Kotlin multiplatform I/O library
Apache License 2.0
1.28k stars 57 forks source link

Add support for writing other primitive arrays to Buffers #357

Open DRSchlaubi opened 3 months ago

DRSchlaubi commented 3 months ago

Due to the deprecation of the Ktor I/O APIs we need to migrate this code, however with kotlinx-io there is currently no easy way to replace this

internal actual fun formatIntegerFromLittleEndianLongArray(data: LongArray) =
    withBuffer(data.size * Long.SIZE_BYTES) {
        // need to convert from little-endian data to big-endian expected by BigInteger
        writeFully(data.reversedArray())
        BigInteger.fromByteArray(readBytes(), Sign.POSITIVE).toString()
    }
JakeWharton commented 3 months ago

If performance is a concern here, I would recommend that you create the byte array directly and then write the longs by iterating in reverse and writing their bytes directly with shifts. This will produce zero extra allocations or copies. The current code has a lot of wasted allocations and copies.

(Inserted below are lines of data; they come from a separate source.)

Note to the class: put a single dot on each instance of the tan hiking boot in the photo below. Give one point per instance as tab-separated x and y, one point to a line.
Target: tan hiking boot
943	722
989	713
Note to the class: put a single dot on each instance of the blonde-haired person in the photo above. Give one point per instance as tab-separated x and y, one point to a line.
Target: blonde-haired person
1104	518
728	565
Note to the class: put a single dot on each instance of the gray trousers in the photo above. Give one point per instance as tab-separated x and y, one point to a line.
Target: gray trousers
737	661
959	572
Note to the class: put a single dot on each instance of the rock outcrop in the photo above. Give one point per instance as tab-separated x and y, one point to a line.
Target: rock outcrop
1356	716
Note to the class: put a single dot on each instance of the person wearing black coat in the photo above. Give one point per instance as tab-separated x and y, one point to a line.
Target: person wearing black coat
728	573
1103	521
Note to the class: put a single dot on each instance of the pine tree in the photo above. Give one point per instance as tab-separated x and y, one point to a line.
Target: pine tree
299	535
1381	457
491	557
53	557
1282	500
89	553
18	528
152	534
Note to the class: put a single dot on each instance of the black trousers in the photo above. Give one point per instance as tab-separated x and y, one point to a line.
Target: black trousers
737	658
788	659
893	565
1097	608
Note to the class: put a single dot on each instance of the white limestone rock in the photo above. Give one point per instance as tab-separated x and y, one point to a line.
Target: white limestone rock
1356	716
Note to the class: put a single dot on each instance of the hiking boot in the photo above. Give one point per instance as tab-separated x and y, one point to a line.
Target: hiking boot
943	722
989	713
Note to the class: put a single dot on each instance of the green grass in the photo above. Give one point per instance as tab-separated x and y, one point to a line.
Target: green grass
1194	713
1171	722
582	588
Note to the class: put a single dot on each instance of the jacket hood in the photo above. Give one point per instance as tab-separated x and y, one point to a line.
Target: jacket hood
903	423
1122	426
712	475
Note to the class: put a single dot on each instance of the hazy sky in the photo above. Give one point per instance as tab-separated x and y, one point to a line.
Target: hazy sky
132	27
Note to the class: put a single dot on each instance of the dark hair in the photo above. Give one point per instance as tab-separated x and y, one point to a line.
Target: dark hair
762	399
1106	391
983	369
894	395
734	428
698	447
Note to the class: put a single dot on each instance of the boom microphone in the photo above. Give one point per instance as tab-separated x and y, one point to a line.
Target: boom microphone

If you just want to do this with kotlinx-io you can do something like

val buffer = Buffer()
data.reversedArray().forEach(buffer::writeLong)
BigInteger.fromByteArray(data.readByteArray(), Sign.POSITIVE).toString()

This wastes approximately the same amount of allocations as the original code.

A very easy improvement would be to avoid the LongArray copy

val buffer = Buffer()
data.indices.reversed().forEach { buffer.writeLong(data[it]) }
BigInteger.fromByteArray(buffer.readByteArray(), Sign.POSITIVE).toString()

I'll also note that you don't appear to actually be doing an endian-ness switch. The longs are written in reverse, but their byte order is maintained. If you need an actual endian switch you can use writeLongLe for the function reference.

fzhinkin commented 2 months ago

One of the concerns regarding API to read/write arbitrary primitive array types is the API surface bloating. By following what we have for primitive types and for bytes array, following could be added:

Something around 42 functions, that's a lot! Especially, given that most of them may remain unused.

However, we can provide optimized versions of these operations (using the Unsafe API and, for example, var handles or byte buffer views on JVM).